The company followed it up with a $100 million Series B led by Felicia Ventures, with continued support from Benchmark, DST Global, and others.
As of early 2025:
- Mercor is valued at $2 billion
- 300,000+ candidates screened
- 100,000+ interviews completed
- $75M revenue run rate
- 25+ countries served
- 15 full-time employees
All before any of the founders turn 22.
How Mercor’s AI Actually Works
Applicants upload a résumé and complete a 20-minute video interview. The first half covers experience; the second includes a role-specific case study. Mercor’s AI evaluates the responses and builds a skill profile.
For more complex roles, the platform may trigger a second round AI-led interview with deeper assessments.
The goal is speed and accuracy—no drawn-out processes, and less room for bias.

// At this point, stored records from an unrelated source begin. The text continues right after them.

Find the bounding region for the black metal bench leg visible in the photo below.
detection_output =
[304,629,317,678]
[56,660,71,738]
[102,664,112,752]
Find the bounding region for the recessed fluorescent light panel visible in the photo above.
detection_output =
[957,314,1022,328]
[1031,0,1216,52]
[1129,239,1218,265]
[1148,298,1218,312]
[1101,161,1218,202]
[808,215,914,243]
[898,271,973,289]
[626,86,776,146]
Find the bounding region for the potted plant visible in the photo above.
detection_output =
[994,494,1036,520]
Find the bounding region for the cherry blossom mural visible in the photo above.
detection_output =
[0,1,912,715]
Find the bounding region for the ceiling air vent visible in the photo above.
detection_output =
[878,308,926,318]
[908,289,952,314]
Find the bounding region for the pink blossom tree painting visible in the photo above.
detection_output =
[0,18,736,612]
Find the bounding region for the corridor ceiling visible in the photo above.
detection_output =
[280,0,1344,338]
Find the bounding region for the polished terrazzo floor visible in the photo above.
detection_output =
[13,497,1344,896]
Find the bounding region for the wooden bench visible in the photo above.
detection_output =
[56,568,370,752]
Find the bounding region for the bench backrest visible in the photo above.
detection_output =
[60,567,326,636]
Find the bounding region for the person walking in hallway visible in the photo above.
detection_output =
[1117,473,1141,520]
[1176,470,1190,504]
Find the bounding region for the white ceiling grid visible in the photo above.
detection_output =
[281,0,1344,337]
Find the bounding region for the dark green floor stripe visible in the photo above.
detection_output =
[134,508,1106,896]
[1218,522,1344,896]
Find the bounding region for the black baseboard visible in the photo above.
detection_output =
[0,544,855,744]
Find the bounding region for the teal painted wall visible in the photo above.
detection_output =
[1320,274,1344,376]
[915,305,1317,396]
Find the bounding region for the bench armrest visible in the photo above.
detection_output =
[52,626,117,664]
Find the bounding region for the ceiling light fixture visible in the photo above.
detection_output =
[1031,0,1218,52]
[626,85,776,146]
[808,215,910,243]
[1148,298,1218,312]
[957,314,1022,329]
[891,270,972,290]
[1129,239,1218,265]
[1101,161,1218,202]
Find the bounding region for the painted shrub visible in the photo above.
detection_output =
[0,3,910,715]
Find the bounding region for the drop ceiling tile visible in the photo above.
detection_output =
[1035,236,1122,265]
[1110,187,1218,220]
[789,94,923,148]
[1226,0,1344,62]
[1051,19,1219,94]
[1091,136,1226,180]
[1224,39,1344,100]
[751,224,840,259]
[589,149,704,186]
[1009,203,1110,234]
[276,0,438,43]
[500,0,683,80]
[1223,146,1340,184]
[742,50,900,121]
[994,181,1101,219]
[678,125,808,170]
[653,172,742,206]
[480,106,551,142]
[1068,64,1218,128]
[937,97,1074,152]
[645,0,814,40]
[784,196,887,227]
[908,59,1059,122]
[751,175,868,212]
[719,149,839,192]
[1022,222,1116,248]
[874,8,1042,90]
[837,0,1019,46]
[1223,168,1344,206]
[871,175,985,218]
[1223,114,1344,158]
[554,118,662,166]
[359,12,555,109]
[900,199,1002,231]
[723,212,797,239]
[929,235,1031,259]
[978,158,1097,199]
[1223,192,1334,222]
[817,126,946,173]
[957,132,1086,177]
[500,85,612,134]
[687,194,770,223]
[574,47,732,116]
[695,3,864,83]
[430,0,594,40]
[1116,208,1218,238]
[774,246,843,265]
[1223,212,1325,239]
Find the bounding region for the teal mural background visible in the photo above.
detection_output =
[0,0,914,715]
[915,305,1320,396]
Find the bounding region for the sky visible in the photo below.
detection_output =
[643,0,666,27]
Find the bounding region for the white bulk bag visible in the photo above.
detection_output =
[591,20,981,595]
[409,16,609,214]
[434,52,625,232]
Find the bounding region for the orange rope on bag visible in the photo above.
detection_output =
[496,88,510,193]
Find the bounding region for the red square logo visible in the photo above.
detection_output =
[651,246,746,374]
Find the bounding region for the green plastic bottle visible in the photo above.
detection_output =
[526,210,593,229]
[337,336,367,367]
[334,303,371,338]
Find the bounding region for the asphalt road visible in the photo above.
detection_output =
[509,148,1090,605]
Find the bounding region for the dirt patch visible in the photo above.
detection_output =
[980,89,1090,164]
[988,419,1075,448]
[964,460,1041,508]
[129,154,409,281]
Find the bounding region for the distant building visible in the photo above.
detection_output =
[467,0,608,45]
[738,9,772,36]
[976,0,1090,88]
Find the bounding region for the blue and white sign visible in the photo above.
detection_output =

Building with Global Talent in Mind
Mercor isn’t just for Silicon Valley. Its largest talent pool is in India, followed by the U.S. and Southeast Asia. It’s built for global hiring—whether a company needs hourly workers, contractors, or full-time staff.
Until recently, Mercor filled all of its own roles through its platform. The founders believed if they were going to sell hiring software, it had to work for them first.
The Thiel Fellowship Effect
The Thiel Fellowship, launched in 2011 by Peter Thiel, gives young people $100,000 to skip college and build something real. Since its inception, Fellows have created companies now worth over $220 billion.
Mercor may be one of its biggest wins yet.
Thiel’s critics argue the program glamorizes dropping out and encourages risk. But the track record speaks for itself. Other alumni include Ethereum co-founder Vitalik Buterin, Figma’s Dylan Field, Luminar’s Austin Russell, and OYO’s Ritesh Agarwal.
Mercor’s rise will likely cement the Fellowship’s place as one of the most unconventional but effective bets in tech.
What’s Next
Foody, Hiremath, and Midha aren’t following anyone’s blueprint. They’re building their own. And if Mercor keeps growing like this, they may not just change how companies hire—they might change how the next generation thinks about what’s possible.